Sophy Miles, chair of the Law Society’s mental health and disability committee, said our findings meant a “substantial number” of people were being deprived of their liberty without authorisation.
“I’m sure there are lots of reasons why local authorities are not managing to make anywhere near the numbers of applications they feel might be needed. I have lots of sympathy for the situation they are in. However, it is concerning that even with a simplified procedure we are still seeing real difficulties in statutory bodies making court applications.”
Councils’ ‘committed to the principles’
Responding on behalf of Adass and the Local Government Association, Lorraine Currie, Adass lead for Dols, told Community Care that councils were committed to the principles of the Cheshire West ruling and said that the low numbers of court applications had to be seen alongside the pressures on councils to also process more than 100,000 extra Dols referrals.
“The cases that haven’t been brought to court yet should be ones triaged as relatively low priority because, for example, someone is settled and there is no conflict or disagreement about the placement,” she said.

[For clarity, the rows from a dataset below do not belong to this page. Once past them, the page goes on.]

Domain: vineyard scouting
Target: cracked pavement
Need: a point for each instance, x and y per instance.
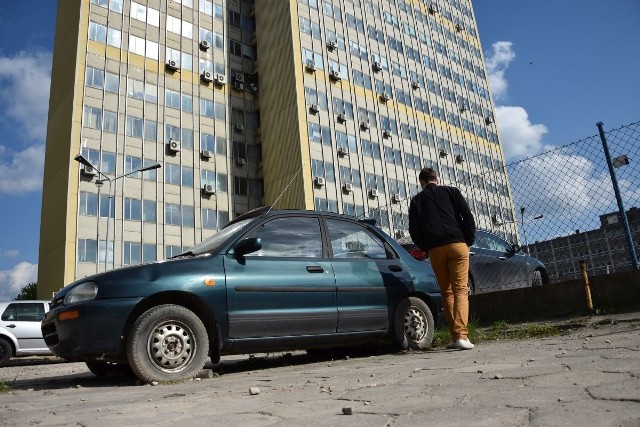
(589, 375)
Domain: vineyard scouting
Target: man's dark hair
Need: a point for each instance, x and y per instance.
(428, 175)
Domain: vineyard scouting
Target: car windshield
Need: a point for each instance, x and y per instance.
(214, 242)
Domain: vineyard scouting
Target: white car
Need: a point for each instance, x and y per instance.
(20, 333)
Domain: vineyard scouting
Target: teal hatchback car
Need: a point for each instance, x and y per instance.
(268, 281)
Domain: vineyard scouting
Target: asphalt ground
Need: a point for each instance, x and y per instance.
(588, 375)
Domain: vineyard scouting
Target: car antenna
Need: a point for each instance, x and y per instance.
(285, 189)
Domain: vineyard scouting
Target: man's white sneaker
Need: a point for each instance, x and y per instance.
(463, 344)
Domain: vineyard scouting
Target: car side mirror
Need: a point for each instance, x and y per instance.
(247, 246)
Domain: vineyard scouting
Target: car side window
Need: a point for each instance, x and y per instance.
(9, 313)
(351, 240)
(497, 244)
(289, 237)
(27, 312)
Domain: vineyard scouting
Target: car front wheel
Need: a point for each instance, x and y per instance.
(413, 324)
(167, 343)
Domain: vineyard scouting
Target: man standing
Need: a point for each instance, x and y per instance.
(442, 225)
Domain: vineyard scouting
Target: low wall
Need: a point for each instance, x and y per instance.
(609, 293)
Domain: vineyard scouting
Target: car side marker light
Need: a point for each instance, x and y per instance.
(68, 315)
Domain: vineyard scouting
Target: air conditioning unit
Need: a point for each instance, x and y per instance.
(310, 65)
(206, 76)
(89, 171)
(172, 65)
(173, 146)
(400, 234)
(208, 189)
(221, 79)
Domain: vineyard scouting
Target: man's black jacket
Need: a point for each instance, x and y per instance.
(439, 215)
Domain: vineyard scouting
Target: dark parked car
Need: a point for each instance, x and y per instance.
(495, 265)
(268, 281)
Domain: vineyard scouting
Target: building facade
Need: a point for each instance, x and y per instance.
(605, 249)
(309, 104)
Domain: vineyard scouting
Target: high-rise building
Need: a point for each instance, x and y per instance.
(310, 104)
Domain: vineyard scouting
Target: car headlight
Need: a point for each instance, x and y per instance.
(83, 292)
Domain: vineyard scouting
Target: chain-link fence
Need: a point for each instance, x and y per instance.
(564, 211)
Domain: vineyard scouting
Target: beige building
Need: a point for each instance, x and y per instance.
(310, 104)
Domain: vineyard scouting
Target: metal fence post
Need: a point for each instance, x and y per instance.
(623, 214)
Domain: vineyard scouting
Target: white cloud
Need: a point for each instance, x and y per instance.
(12, 281)
(498, 60)
(22, 171)
(520, 138)
(24, 92)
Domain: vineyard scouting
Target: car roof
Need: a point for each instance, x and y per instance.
(265, 211)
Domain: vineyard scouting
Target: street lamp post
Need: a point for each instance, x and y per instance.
(81, 159)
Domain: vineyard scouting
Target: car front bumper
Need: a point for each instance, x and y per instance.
(89, 330)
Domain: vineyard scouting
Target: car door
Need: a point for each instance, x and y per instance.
(370, 279)
(23, 319)
(287, 288)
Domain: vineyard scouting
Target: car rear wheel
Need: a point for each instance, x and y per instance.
(413, 324)
(103, 369)
(6, 351)
(167, 343)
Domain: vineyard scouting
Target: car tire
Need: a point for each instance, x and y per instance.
(167, 343)
(6, 351)
(102, 369)
(413, 325)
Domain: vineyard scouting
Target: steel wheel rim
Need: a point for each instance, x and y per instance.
(171, 346)
(415, 324)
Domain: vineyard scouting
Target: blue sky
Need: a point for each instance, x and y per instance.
(557, 67)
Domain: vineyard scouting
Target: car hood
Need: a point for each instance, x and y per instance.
(145, 279)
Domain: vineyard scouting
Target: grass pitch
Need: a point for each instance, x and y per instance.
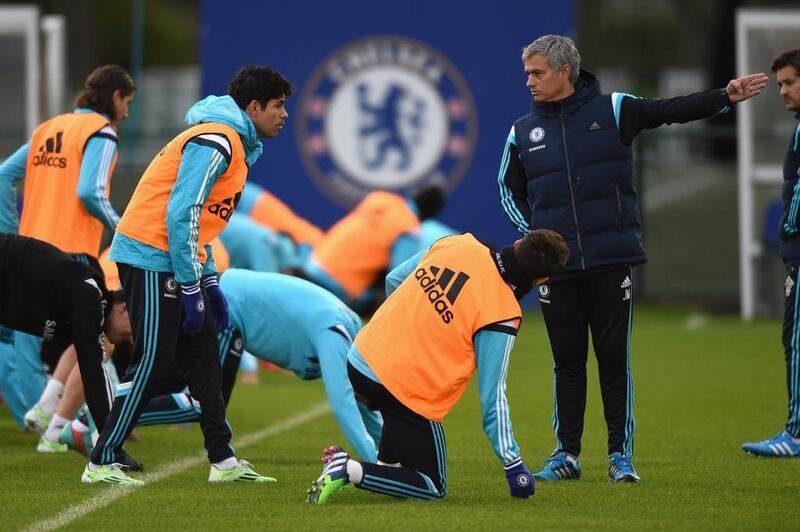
(703, 385)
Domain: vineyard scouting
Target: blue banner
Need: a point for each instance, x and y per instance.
(387, 95)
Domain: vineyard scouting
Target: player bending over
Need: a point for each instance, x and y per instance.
(450, 310)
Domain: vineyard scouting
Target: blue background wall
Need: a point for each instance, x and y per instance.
(483, 40)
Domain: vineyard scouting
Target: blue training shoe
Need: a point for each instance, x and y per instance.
(620, 468)
(784, 445)
(560, 466)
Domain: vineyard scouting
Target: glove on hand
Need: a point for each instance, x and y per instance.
(520, 480)
(219, 306)
(194, 308)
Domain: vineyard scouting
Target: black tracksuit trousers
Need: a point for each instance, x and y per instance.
(601, 303)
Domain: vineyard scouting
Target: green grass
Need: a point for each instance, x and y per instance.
(700, 393)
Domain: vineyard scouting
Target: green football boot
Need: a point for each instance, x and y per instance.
(241, 472)
(333, 478)
(111, 474)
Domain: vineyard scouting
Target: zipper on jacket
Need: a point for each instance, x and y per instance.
(569, 182)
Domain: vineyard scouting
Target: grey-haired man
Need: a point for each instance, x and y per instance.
(568, 166)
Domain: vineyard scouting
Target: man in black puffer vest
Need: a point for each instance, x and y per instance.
(568, 167)
(787, 443)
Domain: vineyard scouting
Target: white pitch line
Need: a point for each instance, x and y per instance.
(115, 492)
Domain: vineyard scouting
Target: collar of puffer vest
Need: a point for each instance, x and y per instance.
(586, 88)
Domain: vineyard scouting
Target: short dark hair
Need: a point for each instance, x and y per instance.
(259, 83)
(542, 253)
(790, 57)
(98, 90)
(429, 201)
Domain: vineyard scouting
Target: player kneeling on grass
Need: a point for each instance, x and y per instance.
(46, 292)
(451, 309)
(297, 326)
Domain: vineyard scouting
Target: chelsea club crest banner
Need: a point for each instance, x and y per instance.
(388, 95)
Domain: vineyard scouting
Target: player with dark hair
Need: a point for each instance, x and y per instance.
(452, 309)
(184, 200)
(67, 167)
(787, 444)
(299, 327)
(377, 235)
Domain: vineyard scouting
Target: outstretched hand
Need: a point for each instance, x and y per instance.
(740, 89)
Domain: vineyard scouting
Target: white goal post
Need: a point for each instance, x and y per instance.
(763, 128)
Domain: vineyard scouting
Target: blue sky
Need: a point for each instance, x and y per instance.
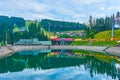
(66, 10)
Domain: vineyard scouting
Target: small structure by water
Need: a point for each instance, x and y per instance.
(32, 42)
(62, 41)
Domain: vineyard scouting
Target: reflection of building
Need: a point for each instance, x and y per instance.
(32, 42)
(62, 41)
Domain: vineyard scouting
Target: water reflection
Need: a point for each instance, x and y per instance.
(93, 62)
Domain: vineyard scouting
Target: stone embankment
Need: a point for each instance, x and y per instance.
(4, 51)
(11, 49)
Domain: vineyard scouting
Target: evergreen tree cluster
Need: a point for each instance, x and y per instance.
(61, 25)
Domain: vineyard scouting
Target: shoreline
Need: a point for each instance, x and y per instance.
(5, 51)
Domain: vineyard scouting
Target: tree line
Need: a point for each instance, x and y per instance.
(101, 24)
(61, 25)
(7, 33)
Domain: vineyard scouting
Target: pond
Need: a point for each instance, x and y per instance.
(60, 65)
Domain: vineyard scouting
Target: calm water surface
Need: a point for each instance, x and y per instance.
(60, 65)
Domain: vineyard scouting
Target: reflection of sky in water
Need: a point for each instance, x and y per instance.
(68, 73)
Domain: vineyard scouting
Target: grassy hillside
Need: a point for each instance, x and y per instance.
(107, 34)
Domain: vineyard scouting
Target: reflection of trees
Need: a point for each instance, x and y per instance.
(18, 63)
(98, 67)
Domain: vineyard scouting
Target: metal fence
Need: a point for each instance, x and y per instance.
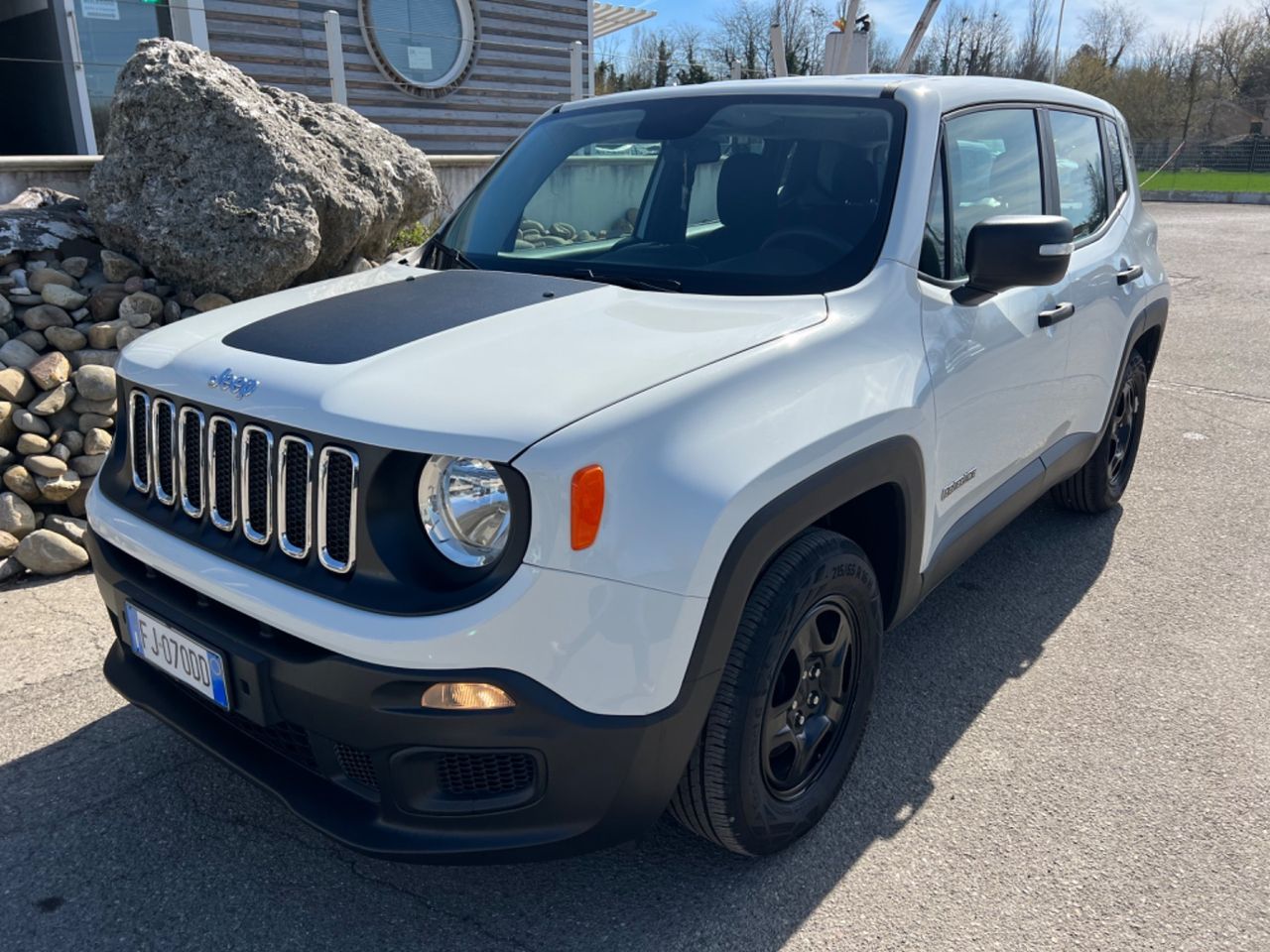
(1238, 164)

“That’s not to say the safeguards for those people aren’t important but the shortage of resources provided for this work means local authorities are being forced to prioritise and contentious cases should be brought more quickly.”
However, best interests assessor and trainer Daisy Bogg said that, while there was a real issue with the capacity of teams, some councils weren’t taking their responsibilities to make applications seriously.

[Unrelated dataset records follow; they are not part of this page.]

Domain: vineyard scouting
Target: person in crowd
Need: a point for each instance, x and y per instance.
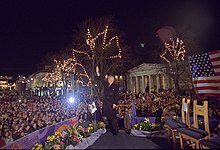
(110, 100)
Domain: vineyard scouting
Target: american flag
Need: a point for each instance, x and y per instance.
(205, 69)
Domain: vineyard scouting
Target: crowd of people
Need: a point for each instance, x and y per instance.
(20, 116)
(160, 104)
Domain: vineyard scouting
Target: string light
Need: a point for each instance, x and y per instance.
(176, 50)
(68, 66)
(91, 42)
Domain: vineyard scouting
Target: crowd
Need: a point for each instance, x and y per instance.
(161, 104)
(20, 116)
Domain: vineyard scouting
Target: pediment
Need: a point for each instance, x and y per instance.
(146, 66)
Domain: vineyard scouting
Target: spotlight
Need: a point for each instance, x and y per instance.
(71, 100)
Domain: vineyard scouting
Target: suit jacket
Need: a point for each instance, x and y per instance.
(110, 97)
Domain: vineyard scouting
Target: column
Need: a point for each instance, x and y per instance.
(158, 82)
(143, 84)
(150, 83)
(136, 85)
(164, 82)
(131, 88)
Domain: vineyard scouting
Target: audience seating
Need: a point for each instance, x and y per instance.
(173, 125)
(195, 135)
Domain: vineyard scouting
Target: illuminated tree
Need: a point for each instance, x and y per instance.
(65, 71)
(97, 43)
(174, 53)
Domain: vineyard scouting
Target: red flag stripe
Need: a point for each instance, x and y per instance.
(217, 73)
(205, 81)
(209, 94)
(215, 59)
(207, 88)
(214, 52)
(216, 66)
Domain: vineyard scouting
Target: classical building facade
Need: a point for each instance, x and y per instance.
(147, 78)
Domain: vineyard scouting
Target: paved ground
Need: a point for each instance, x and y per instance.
(126, 141)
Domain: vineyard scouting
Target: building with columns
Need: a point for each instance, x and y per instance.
(147, 78)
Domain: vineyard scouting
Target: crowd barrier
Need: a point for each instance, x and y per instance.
(41, 135)
(213, 122)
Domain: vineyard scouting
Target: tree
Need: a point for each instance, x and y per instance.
(97, 43)
(174, 53)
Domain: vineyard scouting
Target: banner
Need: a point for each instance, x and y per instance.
(40, 136)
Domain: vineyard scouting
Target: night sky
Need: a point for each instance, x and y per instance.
(29, 29)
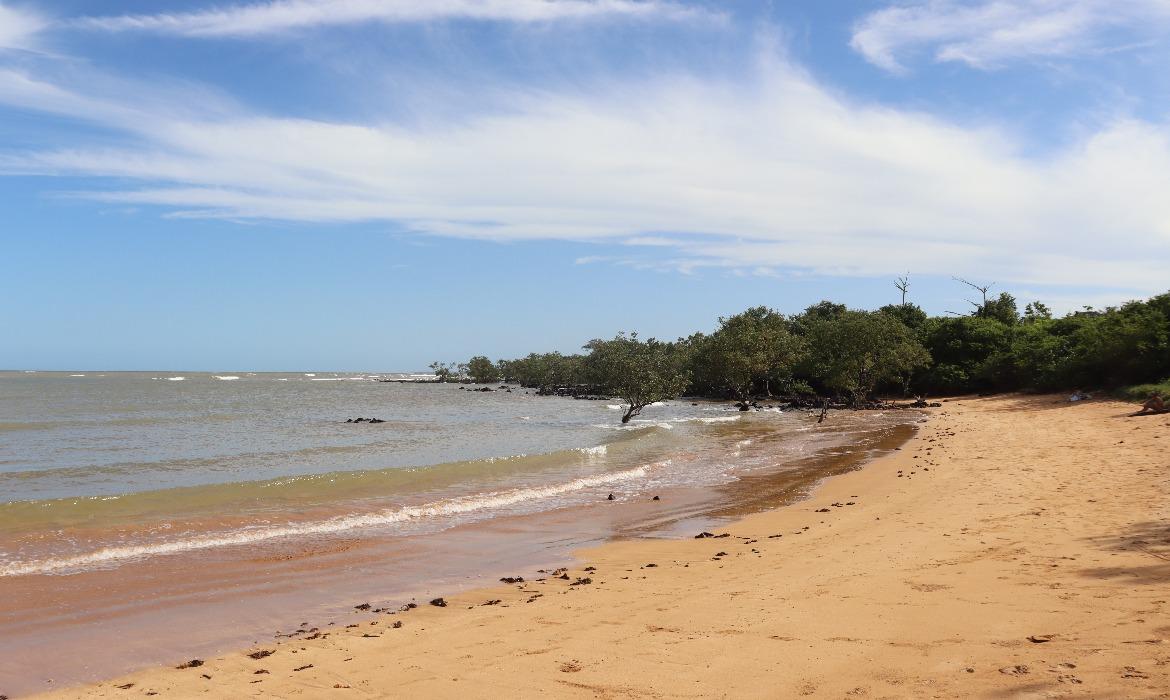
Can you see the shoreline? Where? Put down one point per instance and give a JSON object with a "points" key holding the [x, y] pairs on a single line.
{"points": [[207, 603], [950, 568]]}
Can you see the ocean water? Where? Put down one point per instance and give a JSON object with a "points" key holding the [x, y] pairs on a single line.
{"points": [[136, 503]]}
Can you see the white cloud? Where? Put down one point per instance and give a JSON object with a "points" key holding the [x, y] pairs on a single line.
{"points": [[284, 15], [19, 28], [775, 172], [990, 33]]}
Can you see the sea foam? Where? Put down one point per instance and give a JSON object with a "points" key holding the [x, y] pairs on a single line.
{"points": [[249, 535]]}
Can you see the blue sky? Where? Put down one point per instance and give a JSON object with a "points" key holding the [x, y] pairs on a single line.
{"points": [[372, 185]]}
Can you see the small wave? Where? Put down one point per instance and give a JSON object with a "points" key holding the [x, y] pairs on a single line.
{"points": [[460, 506]]}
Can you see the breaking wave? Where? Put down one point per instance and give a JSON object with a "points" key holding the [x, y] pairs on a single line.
{"points": [[458, 506]]}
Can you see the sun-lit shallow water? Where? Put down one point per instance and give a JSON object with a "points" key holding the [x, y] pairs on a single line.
{"points": [[142, 503]]}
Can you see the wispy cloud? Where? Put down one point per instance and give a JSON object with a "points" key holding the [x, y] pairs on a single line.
{"points": [[991, 33], [19, 28], [773, 172], [286, 15]]}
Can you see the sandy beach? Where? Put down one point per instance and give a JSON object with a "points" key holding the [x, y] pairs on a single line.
{"points": [[1017, 547]]}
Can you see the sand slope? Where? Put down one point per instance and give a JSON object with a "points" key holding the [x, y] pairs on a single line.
{"points": [[1013, 519]]}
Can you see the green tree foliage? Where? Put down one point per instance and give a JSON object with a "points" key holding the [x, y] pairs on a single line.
{"points": [[638, 371], [831, 348], [750, 351], [910, 315], [855, 351], [442, 371], [544, 370], [482, 370]]}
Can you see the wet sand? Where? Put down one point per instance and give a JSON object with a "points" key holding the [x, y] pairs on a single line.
{"points": [[98, 624], [1016, 547]]}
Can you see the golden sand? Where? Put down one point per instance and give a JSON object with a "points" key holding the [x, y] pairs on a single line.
{"points": [[1014, 548]]}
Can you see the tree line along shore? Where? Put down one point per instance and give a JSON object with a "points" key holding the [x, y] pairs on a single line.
{"points": [[830, 352]]}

“Too many are basically sticking their fingers in their ears and hoping all of this will just go away and be superseded by something else,” she said. “Some local authorities are waiting for the Law Commission rather than applying the law.”
The strain on frontline staff
Bogg said frontline staff were feeling the strain: “We’re facing change after change after change. The deprivation of liberty pressure is huge and the disagreements between judges on interpreting the Supreme Court ruling really isn’t helping practitioners. The Care Act has come in as well. People are really trying hard. They are knackered. You can only stretch teams so far.”
One social worker said preserving the quality of assessments for Dols and court applications was becoming harder as teams were increasingly overworked.
“The government seem to have their head in the sand over this. The reliance on the outcome of the Law Commission review is frightening and naïve,” he said.
To further complicate matters, a Court of Appeal judgement issued yesterday raised question marks over the Re X process. The judgement hasn’t overturned the process butlegal experts said it has raised critical procedural issues for the Court of Protection to address.
Broach said, in the meantime, councils should not use the issues around Re X as an excuse to delay applications.
“Public bodies need to make the applications and it will be for the Court of Protection to resolve a fair process based on the issues raised by the guidance from the Court of Appeal,” he said.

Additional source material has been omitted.